Insights

The Insights panel provides information regarding session failures or slowness in your environment. Drilling deeper into specific metrics with these insights helps troubleshoot and resolve session failures or slowness faster. Failure Insights specifically help administrators to improve the session availability, which is an important factor that determines user experience. These insights are designed to aid in proactive monitoring of the user experience. Hence, Insights are displayed for the current failures in the system (refreshed every 15 minutes).

Director Insights

Clicking the insights icon from the Dashboard displays the insights pane with details about the insights and options to drill down to the Machines or Connections view. Admin can also navigate to alert configuration from the panel.

Blackhole Machines, Zombie Sessions, Overloaded Machines, and Session failure Insights are available on this panel. Each insight upon expansion displays a link to the failed sessions or the machines hosting them. This leads to the Filters view containing the failed machines or sessions. Further drill-down is possible from here when you click on a specific machine or session to see the detailed metrics.

The expanded view for each insight shows top failure patterns detected with respect to the site, Delivery Group, single or multi-OS session machines. These patterns are aimed at helping administrators spot if there is a specific cohort of users experiencing the issue. In cases where the system is unable to highlight any patterns due to a distributed cohort, it is recommended to drill down to self-analyze. Also, actions that are recommended to be taken to troubleshoot and resolve the issues are shown.

Black hole machines

Some machines in your environment though registered and appearing healthy might not service sessions brokered to them, resulting in failures. Machines that have failed to service four or more consecutive session requests are termed as Black hole machines. The reasons for these failures are related to various factors that might affect the machine, such as insufficient RDS licenses, intermittent networking issues, or instantaneous load on the machine. These failures do not include failures due to capacity or license availability. The presence of black hole machines in the environment increases session failures, resulting in poor session availability. The Black hole machines insights show the number of black hole machines identified in your environment.

Black hole

Recommended actions for Black hole machines:

  • Check RDS license on the machine
  • Put the machine in maintenance mode
  • Reboot

The Patterns Detected section shows the top patterns noticed in black hole machines with respect to the following criteria:

  • Number of black hole machines running single-session or multi-session OS
  • Delivery Group with highest number of impacted machines

Zombie Sessions

The Zombie Sessions sub-pane shows information on session failures that have occurred due to zombie sessions in the environment. A zombie session is an abandoned session on a single-session OS machine resulting in new session launches on the machine to fail. Attempts to launch sessions on this machine fail with an “Unavailable Capacity” error. All future session launch attempts fail until the abandoned session is terminated. Zombie session insights aim to help spot these machines with abandoned sessions and to proactively mitigate these failures.

Zombie Sessions

Recommended actions for Zombie Sessions:

  • You can log the users out of the Zombie sessions using Monitor for Citrix DaaS sites.
  • You can reboot the machines containing Zombie sessions.
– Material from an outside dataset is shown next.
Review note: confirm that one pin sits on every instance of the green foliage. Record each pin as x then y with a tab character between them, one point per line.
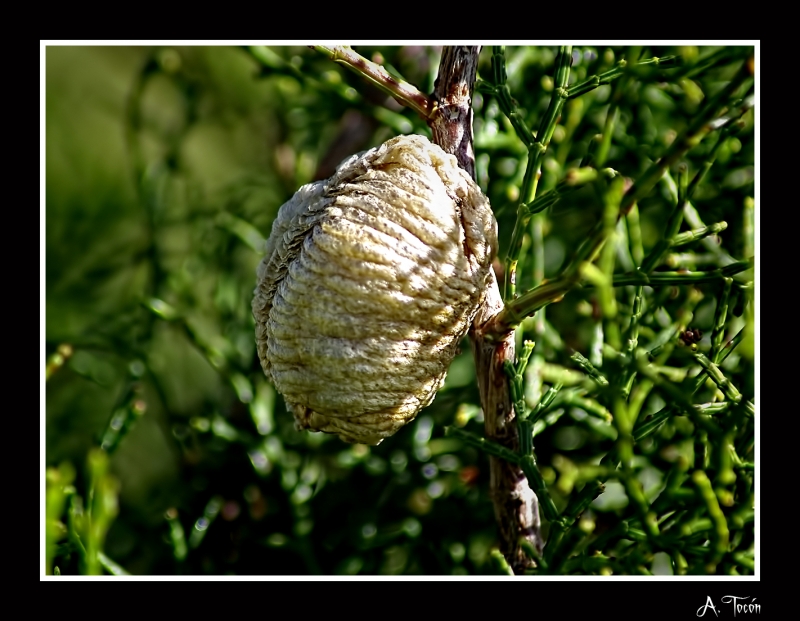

The Patterns detected section shows the top patterns noticed in Zombie sessions with respect to the following criteria:

  • Delivery Group with highest number of impacted machines
  • Delivery Group with highest number of impacted sessions

Overloaded Machines

Overloaded Machines Insight gives visibility into overloaded resources causing poor experience. Machines that have experienced sustained CPU spikes, or high memory usage, or both, that have lasted for 5 minutes or more, that may result in a poor user experience are considered to be overloaded.

Overload Machines

The Patterns Detected section shows the top patterns noticed in overloaded machines with respect to the following criteria:

  • Number of overloaded machines running single-session or multi-session OS
  • Delivery Group with highest number of impacted machines
  • Number of overloaded machines with Sustained Memory or CPU spikes

Connection failures

The Connection Failures insight lists the number of session failures due to issues from the endpoint (where the user launches the session) until the machine (where the session is brokered). These failures can occur due to a variety of reasons, from incorrect firewall configurations, network communication issues, or machine unavailability.

Connection Failures

The two categories of connection failure categories are:

  • Client connection failures —lists the sessions where communication errors have occurred on the endpoint.
  • Machine failures —lists the sessions where errors have occurred at the machine.

Additionally, the Connection failures subpanel displays the following recommendations to resolve the errors.

  • Check the firewall settings on the machine and the gateway.
  • Check network connectivity between the components.
  • Ensure machines are powered on, and in registered states.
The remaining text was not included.